Dariusz Dudek: Wiemy w jakim kierunku iść
Rozmowa z Dariuszem Dudkiem, trenerem Zagłębia Sosnowiec
Zbigniew CIEŃCIAŁA: Jak oceni pan niedawno zakończone zgrupowanie w Hiszpanii? Plan został wykonany w stu procentach?
Dariusz DUDEK: - Oceniam bardzo pozytywnie. Byliśmy w sprawdzonym ośrodku w Alicante, w którym w poprzednich latach gościłem z gliwickim Piastem. To zgrupowanie po części ja załatwiałem, tym bardziej się cieszę, że ponownie się nie zawiodłem. Mieliśmy optymalne warunki do ciężkiej pracy, regeneracji i odnowy biologicznej. Z Piastem graliśmy z zespołami m.in. z Ukrainy, Rosji, Szachtarem Donieck, Dynamem Moskwa, ale byliśmy w innym terminie, gdy najwyższe ligi się przygotowują. Teraz też spotkaliśmy się z silnymi zespołami - z Niemiec i z chińskiej ekstraklasy, które miały w składzie m.in. zawodników ogranych w Premier League.
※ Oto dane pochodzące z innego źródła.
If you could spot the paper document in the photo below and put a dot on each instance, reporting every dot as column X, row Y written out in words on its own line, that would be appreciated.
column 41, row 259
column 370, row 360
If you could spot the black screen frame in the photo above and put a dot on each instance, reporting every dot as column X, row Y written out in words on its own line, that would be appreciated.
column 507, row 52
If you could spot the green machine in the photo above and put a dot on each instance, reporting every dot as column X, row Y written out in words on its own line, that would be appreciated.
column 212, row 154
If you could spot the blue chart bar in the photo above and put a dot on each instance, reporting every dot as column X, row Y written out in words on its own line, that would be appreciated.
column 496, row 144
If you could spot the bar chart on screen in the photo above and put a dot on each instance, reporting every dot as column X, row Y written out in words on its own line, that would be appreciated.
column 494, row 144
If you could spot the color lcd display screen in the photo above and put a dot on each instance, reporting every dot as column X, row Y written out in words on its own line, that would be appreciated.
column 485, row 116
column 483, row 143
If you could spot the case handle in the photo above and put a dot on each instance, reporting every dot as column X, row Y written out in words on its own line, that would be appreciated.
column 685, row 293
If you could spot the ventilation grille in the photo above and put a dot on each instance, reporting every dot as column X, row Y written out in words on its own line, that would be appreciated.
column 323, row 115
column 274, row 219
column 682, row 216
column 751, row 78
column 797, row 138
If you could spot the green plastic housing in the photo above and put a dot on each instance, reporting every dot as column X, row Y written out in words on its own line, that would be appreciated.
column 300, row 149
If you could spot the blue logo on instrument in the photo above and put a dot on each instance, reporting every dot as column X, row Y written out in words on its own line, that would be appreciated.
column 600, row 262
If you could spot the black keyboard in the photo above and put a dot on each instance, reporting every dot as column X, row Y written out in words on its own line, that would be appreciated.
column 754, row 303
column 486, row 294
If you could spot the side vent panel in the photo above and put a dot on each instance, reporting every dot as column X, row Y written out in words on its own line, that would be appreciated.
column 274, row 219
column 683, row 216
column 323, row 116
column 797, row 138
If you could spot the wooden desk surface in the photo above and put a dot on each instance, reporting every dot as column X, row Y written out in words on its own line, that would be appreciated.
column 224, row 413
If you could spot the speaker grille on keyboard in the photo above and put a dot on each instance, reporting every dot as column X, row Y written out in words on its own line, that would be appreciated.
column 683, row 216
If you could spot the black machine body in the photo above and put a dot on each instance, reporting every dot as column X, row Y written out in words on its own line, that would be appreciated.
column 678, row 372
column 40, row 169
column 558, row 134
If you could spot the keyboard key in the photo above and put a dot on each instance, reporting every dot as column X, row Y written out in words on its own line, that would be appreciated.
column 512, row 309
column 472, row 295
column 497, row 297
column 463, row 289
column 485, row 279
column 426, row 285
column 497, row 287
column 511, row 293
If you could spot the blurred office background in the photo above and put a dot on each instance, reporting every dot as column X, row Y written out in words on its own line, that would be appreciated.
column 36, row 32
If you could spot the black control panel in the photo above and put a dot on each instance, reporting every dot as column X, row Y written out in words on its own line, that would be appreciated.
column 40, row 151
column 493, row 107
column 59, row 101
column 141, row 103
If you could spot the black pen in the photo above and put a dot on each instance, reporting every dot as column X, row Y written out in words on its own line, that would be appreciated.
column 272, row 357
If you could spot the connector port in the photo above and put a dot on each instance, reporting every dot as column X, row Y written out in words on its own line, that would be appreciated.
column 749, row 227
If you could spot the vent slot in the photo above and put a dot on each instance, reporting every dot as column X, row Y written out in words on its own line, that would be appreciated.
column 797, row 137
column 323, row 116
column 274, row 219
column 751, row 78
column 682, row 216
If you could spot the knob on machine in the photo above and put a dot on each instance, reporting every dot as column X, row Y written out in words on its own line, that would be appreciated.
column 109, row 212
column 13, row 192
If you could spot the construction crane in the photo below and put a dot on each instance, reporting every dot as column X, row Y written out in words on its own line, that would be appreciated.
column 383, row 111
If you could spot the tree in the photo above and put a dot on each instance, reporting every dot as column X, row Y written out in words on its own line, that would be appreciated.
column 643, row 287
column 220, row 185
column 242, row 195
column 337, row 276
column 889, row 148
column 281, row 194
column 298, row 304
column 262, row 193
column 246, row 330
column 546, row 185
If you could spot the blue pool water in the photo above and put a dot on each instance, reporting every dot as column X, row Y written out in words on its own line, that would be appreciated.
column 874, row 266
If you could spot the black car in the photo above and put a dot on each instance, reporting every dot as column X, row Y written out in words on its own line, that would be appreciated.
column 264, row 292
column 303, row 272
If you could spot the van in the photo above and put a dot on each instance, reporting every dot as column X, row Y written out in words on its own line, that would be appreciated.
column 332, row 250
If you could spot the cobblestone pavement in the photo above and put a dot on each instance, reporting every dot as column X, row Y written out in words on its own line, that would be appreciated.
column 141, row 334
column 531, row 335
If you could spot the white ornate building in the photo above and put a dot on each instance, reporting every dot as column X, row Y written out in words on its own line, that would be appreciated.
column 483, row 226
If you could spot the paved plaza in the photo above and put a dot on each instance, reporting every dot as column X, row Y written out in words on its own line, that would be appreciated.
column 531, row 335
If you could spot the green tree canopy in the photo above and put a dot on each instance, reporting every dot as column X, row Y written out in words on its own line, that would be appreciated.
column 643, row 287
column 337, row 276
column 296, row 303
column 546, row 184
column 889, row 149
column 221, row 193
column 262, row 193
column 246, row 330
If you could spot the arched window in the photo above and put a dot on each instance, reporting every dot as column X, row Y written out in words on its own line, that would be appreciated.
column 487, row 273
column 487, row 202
Porażka z TSV Monachium i dwa zwycięstwa z ekipami zza Wielkiego Muru dają więc powody do optymizmu?
Dariusz DUDEK: - Jeszcze trochę zostało czasu do ligi, ale jestem zadowolony z tych sprawdzianów i nie tylko mam na myśli ostatnie dwie wygrane, choć to też jest przyjemne. Najważniejsze, że zagraliśmy z wymagającymi przeciwnikami, na dobrych, trawiastych boiskach. Cieszy fakt, że młodzież mogła się też sprawdzić na tle rywali z innego świata, a nie tylko w drugim zespole czy młodzieżowych drużynach. Zresztą wszyscy zobaczyliśmy, w jakim kierunku iść. Dla mnie, szkoleniowca, który obserwuje nie tylko młodych, to było też cenne doświadczenie.
Pierwsza jedenastka wykrystalizowała się podczas obozu?
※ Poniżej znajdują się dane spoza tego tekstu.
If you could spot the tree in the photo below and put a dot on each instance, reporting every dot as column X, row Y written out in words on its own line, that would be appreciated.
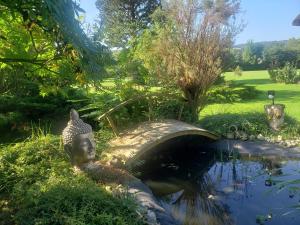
column 57, row 19
column 121, row 20
column 187, row 44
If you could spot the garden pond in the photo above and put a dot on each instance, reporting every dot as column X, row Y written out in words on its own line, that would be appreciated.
column 209, row 188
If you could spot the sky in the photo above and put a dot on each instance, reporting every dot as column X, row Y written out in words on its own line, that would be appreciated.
column 266, row 20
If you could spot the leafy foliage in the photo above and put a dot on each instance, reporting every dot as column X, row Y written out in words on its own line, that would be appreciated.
column 122, row 20
column 186, row 45
column 59, row 20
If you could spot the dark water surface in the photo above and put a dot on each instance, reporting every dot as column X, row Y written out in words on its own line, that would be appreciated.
column 240, row 192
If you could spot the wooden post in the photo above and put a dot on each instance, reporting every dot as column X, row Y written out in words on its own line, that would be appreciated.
column 112, row 125
column 180, row 112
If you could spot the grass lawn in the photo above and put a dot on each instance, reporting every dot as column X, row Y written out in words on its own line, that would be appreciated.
column 288, row 94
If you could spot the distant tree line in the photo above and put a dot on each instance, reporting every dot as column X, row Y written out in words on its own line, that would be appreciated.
column 266, row 55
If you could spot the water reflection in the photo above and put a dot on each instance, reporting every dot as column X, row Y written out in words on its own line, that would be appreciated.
column 227, row 193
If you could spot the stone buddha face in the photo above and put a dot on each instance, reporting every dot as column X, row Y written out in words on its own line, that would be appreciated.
column 79, row 142
column 83, row 148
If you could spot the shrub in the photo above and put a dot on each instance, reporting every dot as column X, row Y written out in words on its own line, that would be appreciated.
column 40, row 187
column 287, row 74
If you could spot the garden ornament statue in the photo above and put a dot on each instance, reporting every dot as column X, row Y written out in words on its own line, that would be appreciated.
column 79, row 144
column 275, row 113
column 78, row 140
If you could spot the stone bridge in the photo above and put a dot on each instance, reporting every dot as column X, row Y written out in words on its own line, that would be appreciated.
column 144, row 138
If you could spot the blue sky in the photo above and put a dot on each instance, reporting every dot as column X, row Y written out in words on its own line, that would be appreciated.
column 266, row 20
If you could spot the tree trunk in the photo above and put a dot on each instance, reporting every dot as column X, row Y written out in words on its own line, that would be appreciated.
column 193, row 109
column 192, row 104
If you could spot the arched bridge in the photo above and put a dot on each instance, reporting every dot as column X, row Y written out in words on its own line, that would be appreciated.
column 132, row 144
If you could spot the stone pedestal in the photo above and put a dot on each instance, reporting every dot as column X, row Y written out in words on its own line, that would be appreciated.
column 275, row 115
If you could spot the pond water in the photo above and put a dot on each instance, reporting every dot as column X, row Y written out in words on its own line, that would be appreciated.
column 243, row 191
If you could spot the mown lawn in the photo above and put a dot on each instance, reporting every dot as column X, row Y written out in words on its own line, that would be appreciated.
column 288, row 94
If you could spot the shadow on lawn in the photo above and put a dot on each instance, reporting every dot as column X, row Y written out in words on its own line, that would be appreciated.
column 252, row 123
column 254, row 81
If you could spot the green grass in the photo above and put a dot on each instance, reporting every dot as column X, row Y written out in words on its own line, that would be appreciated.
column 288, row 94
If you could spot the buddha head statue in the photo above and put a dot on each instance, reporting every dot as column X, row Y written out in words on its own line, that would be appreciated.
column 78, row 140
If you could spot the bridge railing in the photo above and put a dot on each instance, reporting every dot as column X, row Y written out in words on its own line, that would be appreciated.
column 149, row 98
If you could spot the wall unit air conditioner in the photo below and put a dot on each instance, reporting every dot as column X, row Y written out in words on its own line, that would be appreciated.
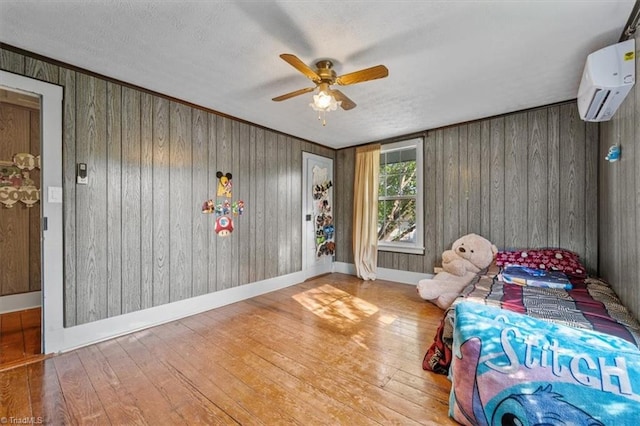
column 608, row 76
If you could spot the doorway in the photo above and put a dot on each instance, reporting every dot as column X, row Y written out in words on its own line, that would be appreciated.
column 318, row 230
column 31, row 210
column 20, row 233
Dariusz DUDEK: - W spotkaniach kontrolnych przeważnie graliśmy na dwa składy, po równo, ale zarys wyjściowej jedenastki już mam. Na ostateczną decyzję mam czas do 3 marca. W ostatnim spotkaniu przed ligą, z Bełchatowem. będę już chciał wystawić jedenastkę bliską optymalnej.
Przygotowania pierwszoligowej konkurencji do walki o awans interesują pana?
Dariusz DUDEK: - Nie, patrzę głównie na siebie, choć naturalnie wiem, co się wokół dzieje. Interesujący jest fakt, że rywale się mocno wzmacniają i to także zawodnikami o ekstraklasowym doświadczeniu.
Kto będzie faworytem w tym wyścigu?
Dariusz DUDEK: - Jeśli Raków nie zrobi awansu, to będzie to totalna porażka ekipy z Częstochowy. Ambicje właściciela są spore, dlatego uważam, że brak Rakowa na miejscu premiowanym będzie dużym rozczarowaniem. Od jakiegoś czasu Stal Mielec też się mocno zbroi. Dokonuje spektakularnych transferów. Nie można zapominać o Miedzi Legnica, klubie o największym budżecie w lidze.
To już wszyscy?
Dariusz DUDEK: - Są też inne zespoły z aspiracjami. Chociażby liderująca Chojniczanka czy - po zmianie w gronie działaczy - GKS Katowice. Uważam, że mamy w Polsce naprawdę bardzo mocną pierwszą ligę. Do samego końca będzie ciekawie, będzie się toczył bój o awans.
Przez skromność nie wymienił pan w tym gronie Zagłębia Sosnowiec?
Dariusz DUDEK: - Mamy zespół może nie liczebnie potężny, ale jakościowo dobry. O ustabilizowanej kadrze. Z potencjałem. Są doświadczeni Dawid Kudła i Bartłomiej Babiarz. Liczę, że w trudnych momentach będą mieli w szatni coś do powiedzenia. Najważniejsze, ze wszyscy są zdrowi. Chętnie i mocno pracują. I oby się te wszystkie pozytywne elementy przeniosły na ligowe boiska.